I believe that whatever level of “new” federal transportation funding that is enacted, user fees should significantly fund it. It can come from an increase in federal gasoline and diesel taxes, a new program of mileage-based fees, or carbon taxes. However, to the extent that user fees continue to be short of adequately funding HTF, it is perfectly appropriate for Congress, consistent with past actions (or failures go act), to look to general taxes, corporate or otherwise, to support transportation funding.
Finally, if there is to be a bi-partisan compromise on the transportation portions of AJP, it will have to include significant measures on climate change. This includes support for the electrification of the vehicle fleet and for the enhancement of programs to make the nation’s transportation infrastructure more resilient to the ever-increasing and catastrophic risks of natural disasters related to climate change.

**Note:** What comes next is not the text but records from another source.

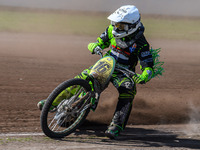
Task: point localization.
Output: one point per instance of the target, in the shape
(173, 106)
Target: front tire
(70, 113)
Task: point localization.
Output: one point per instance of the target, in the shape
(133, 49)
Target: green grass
(92, 24)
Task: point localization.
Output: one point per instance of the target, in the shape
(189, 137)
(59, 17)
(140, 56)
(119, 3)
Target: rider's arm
(103, 40)
(146, 60)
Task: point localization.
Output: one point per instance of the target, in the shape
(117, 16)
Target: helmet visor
(120, 26)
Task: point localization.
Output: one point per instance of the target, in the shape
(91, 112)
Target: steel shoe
(113, 131)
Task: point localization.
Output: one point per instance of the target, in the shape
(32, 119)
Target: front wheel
(69, 114)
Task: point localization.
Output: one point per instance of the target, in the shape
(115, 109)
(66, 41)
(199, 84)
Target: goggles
(120, 26)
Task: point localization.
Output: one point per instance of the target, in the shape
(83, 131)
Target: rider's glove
(92, 46)
(137, 78)
(144, 77)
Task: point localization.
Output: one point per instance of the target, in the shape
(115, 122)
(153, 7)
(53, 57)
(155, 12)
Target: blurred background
(160, 7)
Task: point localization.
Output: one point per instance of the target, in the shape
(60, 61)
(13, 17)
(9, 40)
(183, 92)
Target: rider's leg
(127, 91)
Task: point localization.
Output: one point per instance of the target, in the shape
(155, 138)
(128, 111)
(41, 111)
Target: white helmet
(126, 20)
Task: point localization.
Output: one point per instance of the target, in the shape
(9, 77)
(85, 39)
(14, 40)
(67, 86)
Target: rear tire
(63, 130)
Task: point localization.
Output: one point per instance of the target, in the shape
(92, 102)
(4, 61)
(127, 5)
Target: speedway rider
(127, 45)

While the highway reauthorization bill approved unanimously by the Senate’s Committee on Environment and Public Works contained some climate measures, they are inadequate to the challenge and to the commitments that the nation and Biden have made on this issue. Among other things, funding in both the reauthorization of existing surface transportation programs and new initiatives under the President’s proposal should condition grants and other federal assistance on the reduction of greenhouse gas emissions by the recipient state, regional, or local transportation agencies.
Given the current debate, it will be a challenge to include all of these elements in the final version of AJP, whether enacted as bipartisan compromise legislation or under the rules of budget reconciliation. However, these should be considered prerequisites, if such an investment program is to achieve its national purposes.
The views expressed above are those of the author and do not necessarily reflect the views of the Eno Center for Transportation.